In contrast to the negative chronotropy of BDF 9148, administration of enoximone leads to an increase in HR of approximately 120%, independent of age. SV remained unchanged; thus, the increase in CO must be interpreted as solely being due to an effect of HR. Pridjian et al. (31) reported positive effects of the phosphodiesterase inhibitor milrinone on the recovery of CO after ischemia in isolated rabbit hearts of 7–10 d. Schranz et al. (33) showed that an increase in CO without change in blood pressure and HR in newborn pigs was an expression of the positive inotropy of the medication. Enoximone, as isoprenaline, acts on cAMP as a second messenger, which is why effects on energetics similar to application of β-adrenergic stimulation could be expected.
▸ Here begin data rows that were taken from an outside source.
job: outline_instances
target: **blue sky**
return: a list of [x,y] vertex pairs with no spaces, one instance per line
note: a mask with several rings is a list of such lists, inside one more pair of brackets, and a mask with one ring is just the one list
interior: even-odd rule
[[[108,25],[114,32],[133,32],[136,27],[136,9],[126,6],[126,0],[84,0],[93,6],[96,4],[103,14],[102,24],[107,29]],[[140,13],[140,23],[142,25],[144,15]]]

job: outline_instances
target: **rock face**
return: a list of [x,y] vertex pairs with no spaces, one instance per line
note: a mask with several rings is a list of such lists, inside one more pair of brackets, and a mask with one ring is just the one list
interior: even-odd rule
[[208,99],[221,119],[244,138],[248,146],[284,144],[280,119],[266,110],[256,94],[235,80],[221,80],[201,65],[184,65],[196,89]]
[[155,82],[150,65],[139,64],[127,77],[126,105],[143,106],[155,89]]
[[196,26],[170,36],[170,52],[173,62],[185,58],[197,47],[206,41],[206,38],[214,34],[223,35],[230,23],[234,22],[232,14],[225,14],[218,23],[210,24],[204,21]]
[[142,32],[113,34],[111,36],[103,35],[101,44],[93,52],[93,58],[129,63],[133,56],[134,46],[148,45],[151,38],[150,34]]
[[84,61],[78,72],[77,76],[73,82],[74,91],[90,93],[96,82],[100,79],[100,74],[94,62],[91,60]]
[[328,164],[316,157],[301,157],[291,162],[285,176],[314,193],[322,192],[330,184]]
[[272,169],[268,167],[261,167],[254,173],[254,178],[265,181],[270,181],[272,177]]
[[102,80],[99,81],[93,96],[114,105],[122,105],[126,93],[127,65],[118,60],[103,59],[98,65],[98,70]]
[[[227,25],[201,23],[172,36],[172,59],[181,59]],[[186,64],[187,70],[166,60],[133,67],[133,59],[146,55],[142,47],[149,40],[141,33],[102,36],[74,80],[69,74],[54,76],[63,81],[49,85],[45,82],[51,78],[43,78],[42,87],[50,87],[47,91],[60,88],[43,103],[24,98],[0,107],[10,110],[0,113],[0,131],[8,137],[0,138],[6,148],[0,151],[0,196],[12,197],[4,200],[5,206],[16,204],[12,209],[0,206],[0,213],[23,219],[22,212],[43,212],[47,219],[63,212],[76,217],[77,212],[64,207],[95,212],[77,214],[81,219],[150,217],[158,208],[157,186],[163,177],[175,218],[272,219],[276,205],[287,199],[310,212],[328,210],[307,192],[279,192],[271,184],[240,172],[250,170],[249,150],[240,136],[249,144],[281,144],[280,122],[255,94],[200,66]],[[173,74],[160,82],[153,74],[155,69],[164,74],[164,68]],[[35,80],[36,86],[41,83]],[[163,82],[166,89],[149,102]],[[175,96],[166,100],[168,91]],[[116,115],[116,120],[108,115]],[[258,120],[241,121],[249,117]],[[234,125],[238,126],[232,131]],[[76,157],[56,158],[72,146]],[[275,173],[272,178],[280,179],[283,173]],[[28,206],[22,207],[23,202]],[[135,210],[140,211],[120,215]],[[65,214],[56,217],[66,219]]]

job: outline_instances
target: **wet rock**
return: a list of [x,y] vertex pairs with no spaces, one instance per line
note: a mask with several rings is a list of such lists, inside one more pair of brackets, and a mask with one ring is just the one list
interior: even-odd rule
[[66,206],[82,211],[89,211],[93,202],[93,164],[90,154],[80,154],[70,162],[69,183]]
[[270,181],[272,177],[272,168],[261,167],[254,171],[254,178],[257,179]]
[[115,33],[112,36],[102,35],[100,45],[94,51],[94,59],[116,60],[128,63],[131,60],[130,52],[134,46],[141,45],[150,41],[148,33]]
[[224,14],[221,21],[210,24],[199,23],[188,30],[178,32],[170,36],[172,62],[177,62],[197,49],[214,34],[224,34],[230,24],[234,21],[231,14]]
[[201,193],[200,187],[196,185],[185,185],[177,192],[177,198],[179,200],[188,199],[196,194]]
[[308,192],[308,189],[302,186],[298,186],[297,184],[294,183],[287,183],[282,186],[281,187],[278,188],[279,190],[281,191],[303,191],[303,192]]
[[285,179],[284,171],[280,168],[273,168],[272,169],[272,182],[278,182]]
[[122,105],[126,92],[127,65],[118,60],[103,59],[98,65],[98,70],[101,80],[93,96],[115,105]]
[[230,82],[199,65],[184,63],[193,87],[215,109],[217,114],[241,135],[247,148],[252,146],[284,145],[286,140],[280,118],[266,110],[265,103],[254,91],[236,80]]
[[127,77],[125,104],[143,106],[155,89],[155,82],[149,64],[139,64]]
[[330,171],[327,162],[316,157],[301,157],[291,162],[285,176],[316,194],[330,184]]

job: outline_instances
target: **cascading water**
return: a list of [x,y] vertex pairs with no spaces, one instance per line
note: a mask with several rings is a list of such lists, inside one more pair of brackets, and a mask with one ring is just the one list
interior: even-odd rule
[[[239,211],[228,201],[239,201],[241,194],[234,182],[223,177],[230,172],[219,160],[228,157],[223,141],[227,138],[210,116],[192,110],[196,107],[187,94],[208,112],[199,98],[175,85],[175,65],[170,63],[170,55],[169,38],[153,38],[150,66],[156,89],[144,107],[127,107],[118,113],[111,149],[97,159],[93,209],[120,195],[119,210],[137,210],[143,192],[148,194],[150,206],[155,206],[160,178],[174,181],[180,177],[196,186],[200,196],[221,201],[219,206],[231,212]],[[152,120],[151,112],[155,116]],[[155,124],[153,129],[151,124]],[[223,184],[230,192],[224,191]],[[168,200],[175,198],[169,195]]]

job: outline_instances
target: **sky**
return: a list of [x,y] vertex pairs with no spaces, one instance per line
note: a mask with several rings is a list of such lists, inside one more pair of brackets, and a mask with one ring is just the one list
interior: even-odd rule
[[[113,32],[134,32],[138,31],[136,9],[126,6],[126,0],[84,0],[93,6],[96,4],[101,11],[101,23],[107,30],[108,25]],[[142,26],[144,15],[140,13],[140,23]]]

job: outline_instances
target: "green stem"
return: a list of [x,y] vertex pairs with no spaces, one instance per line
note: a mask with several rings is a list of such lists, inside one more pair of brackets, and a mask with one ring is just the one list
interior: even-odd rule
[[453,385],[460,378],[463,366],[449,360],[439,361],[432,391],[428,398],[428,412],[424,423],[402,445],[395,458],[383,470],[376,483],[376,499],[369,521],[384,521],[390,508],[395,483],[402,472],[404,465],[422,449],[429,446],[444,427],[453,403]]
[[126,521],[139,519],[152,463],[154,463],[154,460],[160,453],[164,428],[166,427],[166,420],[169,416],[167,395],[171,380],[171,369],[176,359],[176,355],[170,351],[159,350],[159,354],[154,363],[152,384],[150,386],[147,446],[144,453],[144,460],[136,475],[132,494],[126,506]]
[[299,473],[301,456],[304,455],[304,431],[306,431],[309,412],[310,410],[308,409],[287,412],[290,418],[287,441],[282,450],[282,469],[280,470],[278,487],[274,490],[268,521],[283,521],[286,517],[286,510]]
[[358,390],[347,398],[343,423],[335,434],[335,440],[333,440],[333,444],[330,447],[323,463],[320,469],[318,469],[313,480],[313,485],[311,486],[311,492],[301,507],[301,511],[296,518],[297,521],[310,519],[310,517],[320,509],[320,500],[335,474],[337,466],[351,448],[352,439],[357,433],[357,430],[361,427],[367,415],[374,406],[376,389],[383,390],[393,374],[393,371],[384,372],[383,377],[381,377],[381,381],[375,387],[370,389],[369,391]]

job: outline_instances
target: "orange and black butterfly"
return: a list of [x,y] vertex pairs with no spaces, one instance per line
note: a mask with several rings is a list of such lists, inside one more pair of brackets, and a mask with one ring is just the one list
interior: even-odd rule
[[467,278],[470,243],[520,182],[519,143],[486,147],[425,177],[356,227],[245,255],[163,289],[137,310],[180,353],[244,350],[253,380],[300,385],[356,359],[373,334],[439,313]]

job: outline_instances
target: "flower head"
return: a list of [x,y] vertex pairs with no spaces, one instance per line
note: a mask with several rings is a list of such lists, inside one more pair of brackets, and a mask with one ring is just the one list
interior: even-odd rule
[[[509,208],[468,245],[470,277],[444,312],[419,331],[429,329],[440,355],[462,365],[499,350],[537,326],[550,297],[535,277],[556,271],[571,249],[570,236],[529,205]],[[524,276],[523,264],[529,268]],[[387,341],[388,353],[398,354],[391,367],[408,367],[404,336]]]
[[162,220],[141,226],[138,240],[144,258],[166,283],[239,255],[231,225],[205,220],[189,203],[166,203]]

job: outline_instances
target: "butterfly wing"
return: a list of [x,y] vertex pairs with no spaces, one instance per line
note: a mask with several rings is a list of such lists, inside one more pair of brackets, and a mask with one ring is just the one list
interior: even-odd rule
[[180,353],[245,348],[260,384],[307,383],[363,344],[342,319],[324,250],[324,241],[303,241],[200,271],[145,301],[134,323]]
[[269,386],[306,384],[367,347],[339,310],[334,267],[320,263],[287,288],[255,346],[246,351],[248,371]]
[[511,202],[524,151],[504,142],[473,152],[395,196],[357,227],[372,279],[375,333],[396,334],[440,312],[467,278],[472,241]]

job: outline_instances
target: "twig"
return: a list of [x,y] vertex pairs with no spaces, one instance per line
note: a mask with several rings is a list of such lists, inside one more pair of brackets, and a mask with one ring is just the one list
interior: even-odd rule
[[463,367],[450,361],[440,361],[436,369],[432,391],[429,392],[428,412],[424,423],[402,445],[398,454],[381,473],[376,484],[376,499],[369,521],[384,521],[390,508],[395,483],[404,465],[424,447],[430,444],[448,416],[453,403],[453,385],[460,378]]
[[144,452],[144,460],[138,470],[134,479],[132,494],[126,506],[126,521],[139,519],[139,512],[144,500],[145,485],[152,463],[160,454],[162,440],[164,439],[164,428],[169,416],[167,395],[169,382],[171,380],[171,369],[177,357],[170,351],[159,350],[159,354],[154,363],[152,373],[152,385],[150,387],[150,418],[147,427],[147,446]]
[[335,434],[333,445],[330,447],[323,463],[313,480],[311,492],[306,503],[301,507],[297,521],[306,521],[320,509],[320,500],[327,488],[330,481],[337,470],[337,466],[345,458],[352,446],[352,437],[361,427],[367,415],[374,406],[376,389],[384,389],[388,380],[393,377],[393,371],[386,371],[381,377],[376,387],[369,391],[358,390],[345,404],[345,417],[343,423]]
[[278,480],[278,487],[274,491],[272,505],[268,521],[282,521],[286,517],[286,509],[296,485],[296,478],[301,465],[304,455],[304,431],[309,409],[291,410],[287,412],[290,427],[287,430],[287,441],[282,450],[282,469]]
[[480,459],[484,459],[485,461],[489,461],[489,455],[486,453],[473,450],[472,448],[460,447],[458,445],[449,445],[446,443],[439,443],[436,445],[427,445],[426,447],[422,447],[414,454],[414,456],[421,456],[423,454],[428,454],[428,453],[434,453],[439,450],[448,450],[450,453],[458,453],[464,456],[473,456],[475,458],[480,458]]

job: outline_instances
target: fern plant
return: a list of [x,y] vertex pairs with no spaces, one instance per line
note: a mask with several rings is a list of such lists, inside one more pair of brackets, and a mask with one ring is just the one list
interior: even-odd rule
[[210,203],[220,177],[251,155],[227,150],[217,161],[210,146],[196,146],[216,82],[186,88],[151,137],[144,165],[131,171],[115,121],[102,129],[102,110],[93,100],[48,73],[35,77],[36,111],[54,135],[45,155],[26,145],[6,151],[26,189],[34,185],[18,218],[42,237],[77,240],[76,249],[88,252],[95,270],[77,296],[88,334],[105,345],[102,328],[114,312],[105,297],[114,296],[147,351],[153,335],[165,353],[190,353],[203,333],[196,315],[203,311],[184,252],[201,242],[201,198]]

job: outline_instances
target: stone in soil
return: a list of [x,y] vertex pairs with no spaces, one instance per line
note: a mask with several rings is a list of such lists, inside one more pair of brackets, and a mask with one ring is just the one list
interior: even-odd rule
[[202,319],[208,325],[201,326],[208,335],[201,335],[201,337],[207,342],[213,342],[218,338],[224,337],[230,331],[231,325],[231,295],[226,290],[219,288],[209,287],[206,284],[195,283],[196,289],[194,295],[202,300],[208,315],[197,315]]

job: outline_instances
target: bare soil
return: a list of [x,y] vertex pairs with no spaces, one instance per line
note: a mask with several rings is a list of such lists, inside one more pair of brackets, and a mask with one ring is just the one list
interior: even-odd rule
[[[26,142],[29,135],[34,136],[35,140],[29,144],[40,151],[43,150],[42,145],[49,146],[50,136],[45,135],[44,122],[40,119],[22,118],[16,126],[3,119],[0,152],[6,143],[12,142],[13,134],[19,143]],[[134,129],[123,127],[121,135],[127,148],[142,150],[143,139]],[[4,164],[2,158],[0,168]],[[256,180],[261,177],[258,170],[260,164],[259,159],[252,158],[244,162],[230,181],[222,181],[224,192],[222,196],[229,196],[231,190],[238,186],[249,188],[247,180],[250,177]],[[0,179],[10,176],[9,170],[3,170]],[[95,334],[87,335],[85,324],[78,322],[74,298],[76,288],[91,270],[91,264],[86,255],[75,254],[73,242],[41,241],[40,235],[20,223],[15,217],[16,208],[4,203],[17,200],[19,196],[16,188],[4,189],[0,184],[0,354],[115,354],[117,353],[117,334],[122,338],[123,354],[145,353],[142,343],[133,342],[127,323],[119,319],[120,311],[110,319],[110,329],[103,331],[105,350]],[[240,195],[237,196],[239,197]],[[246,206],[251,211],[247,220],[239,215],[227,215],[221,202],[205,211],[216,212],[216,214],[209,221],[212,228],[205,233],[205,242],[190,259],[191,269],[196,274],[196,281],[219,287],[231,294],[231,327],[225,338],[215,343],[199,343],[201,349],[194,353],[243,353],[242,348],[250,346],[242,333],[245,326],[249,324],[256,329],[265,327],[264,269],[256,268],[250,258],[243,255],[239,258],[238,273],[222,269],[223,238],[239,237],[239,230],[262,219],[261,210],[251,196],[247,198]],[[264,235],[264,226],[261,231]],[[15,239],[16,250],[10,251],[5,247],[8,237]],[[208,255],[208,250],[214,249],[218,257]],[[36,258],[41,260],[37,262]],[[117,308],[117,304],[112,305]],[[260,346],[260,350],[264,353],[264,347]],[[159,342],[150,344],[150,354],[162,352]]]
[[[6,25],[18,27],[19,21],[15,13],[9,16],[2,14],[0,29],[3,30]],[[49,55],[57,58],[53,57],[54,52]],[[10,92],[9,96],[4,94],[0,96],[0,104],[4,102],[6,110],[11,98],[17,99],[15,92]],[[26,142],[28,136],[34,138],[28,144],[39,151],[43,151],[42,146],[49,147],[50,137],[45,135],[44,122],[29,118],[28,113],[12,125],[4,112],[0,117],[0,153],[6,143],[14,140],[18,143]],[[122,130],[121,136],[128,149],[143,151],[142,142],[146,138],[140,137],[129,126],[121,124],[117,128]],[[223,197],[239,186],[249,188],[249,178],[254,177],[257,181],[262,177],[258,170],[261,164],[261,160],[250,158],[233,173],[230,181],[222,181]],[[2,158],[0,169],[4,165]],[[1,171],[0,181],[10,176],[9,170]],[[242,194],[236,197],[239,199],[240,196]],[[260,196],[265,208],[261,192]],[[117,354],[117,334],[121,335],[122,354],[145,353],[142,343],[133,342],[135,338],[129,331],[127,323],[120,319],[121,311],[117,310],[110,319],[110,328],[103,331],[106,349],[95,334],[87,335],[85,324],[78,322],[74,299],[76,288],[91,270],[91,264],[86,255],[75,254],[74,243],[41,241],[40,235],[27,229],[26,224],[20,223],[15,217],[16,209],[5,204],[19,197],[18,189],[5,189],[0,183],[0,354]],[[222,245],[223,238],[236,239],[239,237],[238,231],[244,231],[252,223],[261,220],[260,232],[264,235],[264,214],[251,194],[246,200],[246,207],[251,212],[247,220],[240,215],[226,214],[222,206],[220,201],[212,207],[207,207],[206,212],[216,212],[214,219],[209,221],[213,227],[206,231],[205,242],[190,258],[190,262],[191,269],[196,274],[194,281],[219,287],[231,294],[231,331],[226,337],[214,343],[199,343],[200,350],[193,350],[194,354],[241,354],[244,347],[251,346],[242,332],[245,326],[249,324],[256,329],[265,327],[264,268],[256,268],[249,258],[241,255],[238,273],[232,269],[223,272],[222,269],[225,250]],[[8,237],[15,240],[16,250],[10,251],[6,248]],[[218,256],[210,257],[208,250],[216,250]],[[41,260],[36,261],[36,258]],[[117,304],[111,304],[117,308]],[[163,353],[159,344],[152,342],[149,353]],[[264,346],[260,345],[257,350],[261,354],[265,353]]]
In clinical studies in patients with myocardial insufficiency (NYHA II-IV), some authors reported only a slight reduction or no change in oxygen consumption (32, 34, 35), whereas other groups recorded a significant increase in myocardial oxygen consumption (3638). Age-specific differences in myocardial energetics has to date not been recorded for phosphodiesterase inhibitors. Our study and data collected thus far indicate that there is an overall negative energetic balance at the cellular level for phosphodiesterase inhibitors in immature as well as in mature myocardium (39).

CONCLUSIONS

Glycosides and Na+-channel modulators, in contrast to catecholamines and phosphodiesterase inhibitors, improve myocardial function without influencing cellular cAMP concentration. Our investigation shows that this has a positive effect on hemodynamics, myocardial O2 consumption, and cardiac economy. Further studies are necessary to clarify the incidence of arrhythmia after application of Na+-channel modulators such as BDF 9148.